Jaka przyszłość dla Piaseczna?
– Współpracujemy z Warszawą i innymi gminami aglomeracji, aby wypracować docelowy model gospodarki odpadami dla naszego regionu – wyjaśnia burmistrz. Stolica, która „produkuje” rocznie ponad 700 tys. ton odpadów, z pewnością będzie liderem tego procesu,
a Piaseczno, które wytwarza odpadów dwadzieścia razy mniej, czy inne okoliczne samorządy będą miały szansę dołączyć się i wspierać wspólną politykę. Są choćby plany budowy przez Warszawę dużej spalarni, ale pamiętajmy, że nie wszystkie śmieci można spalić i są też przepisami narzucone limity ilościowe, ile odpadów podlegać może spalaniu.
Niestety przetargi we wszystkich podwarszawskich gminach pokazują, że nie ma dużej konkurencji na rynku firm odbierających czy przetwarzających odpady. Rynek jest podzielony. Często do przetargu w danej gminie staje jeden oferent, dyktując cenę. Atrybutem gminy Piaseczno jest posiadanie własnej spółki komunalnej, której celem nie jest maksymalizowanie zysku, dzięki czemu może proponować atrakcyjne warunki. Niestety spółka ma też swoje problemy związane z niepewnością rynku oraz kosztami, jakie ponosi na instalacjach, gdzie oddaje zebrane odpady. Ta niepewność rynku powoduje wiązanie się krótkimi umowami, które nie pomagają firmie w budowaniu długofalowej strategii, podejmowaniu kluczowych zakupów czy zaciąganiu kredytów niezbędnych do rozwoju firmy.

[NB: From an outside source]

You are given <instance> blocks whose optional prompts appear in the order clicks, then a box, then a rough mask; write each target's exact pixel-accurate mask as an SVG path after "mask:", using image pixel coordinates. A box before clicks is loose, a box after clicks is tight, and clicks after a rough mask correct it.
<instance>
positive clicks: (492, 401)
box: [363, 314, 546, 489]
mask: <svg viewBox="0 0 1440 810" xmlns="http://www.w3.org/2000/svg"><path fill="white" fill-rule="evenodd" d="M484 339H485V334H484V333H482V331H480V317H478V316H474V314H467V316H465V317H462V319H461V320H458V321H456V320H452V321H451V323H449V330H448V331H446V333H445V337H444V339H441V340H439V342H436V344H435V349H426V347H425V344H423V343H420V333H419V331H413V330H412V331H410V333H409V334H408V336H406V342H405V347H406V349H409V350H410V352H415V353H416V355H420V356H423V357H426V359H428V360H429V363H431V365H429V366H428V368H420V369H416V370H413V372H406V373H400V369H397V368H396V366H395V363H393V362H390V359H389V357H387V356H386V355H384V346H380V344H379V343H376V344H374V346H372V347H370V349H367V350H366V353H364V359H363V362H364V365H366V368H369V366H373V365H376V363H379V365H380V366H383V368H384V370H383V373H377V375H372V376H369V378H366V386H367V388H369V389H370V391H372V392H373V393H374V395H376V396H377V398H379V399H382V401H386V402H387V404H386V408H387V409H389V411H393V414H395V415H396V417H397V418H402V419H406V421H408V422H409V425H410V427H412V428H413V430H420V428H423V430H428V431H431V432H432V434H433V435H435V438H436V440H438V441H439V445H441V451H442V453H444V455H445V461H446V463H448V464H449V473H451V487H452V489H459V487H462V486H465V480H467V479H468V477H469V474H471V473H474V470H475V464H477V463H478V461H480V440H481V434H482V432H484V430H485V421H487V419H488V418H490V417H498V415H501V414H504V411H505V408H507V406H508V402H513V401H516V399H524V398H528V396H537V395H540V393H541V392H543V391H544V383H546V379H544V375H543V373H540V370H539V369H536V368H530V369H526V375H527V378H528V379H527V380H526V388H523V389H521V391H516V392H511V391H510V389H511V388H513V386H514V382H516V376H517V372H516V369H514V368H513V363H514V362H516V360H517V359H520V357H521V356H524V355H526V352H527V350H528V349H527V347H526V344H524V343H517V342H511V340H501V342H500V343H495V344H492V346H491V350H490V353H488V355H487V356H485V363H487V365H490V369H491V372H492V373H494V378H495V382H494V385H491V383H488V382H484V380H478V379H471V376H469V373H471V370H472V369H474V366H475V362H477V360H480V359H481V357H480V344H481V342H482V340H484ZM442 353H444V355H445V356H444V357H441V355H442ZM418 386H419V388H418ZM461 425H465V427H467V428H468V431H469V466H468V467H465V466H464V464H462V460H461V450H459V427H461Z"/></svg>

Stabilizacja na rynku pomogłaby zarówno firmom, jak i samorządom w budowaniu stabilnego systemu, ze wsparciem np. budowy wiat, wymiany pojemników na nowocześniejsze itp.
– Analizujemy też możliwości tworzenia własnych instalacji, które pozwolą w pewnym zakresie zagospodarowywać choćby odpady zielone i bio. Mamy też 12 tys. ton rocznie osadów z oczyszczalni ścieków, z których w pewnym zakresie pozyskujemy biogaz, ale można to robić na większą skalę – wylicza burmistrz. – Do tego potrzebne jest jednak odpowiednie miejsce, a wiemy przecież, ile społecznych protestów wywoływały propozycje lokalizacji nieuciążliwego PSZOK-u. Takie procesy wiążą się też z nakładami oraz przygotowaniami, a to trwa dłużej niż z miesiąca na miesiąc.
Czy wszyscy płacą za śmieci?
Choć w gminie Piaseczno za odpady płaci 10 tys. osób więcej, niż jest w gminie zameldowanych, to i tak zdajemy sobie sprawę, że są wciąż setki, a nawet tysiące osób, które nie wpisały się do ewidencji. Mamy sygnały o mieszkaniach na wynajem czy kwaterach pracowniczych, które będziemy sprawdzać. Sprawdzamy też różnicę ilości osób zgłoszonych do karty mieszkańca i do systemu odpadów pod tym samym adresem. Dlatego aby uniknąć kar, zachęcamy do rejestrowania się. Pamiętajmy, że za niezarejestrowane osoby koszty ponosimy my wszyscy.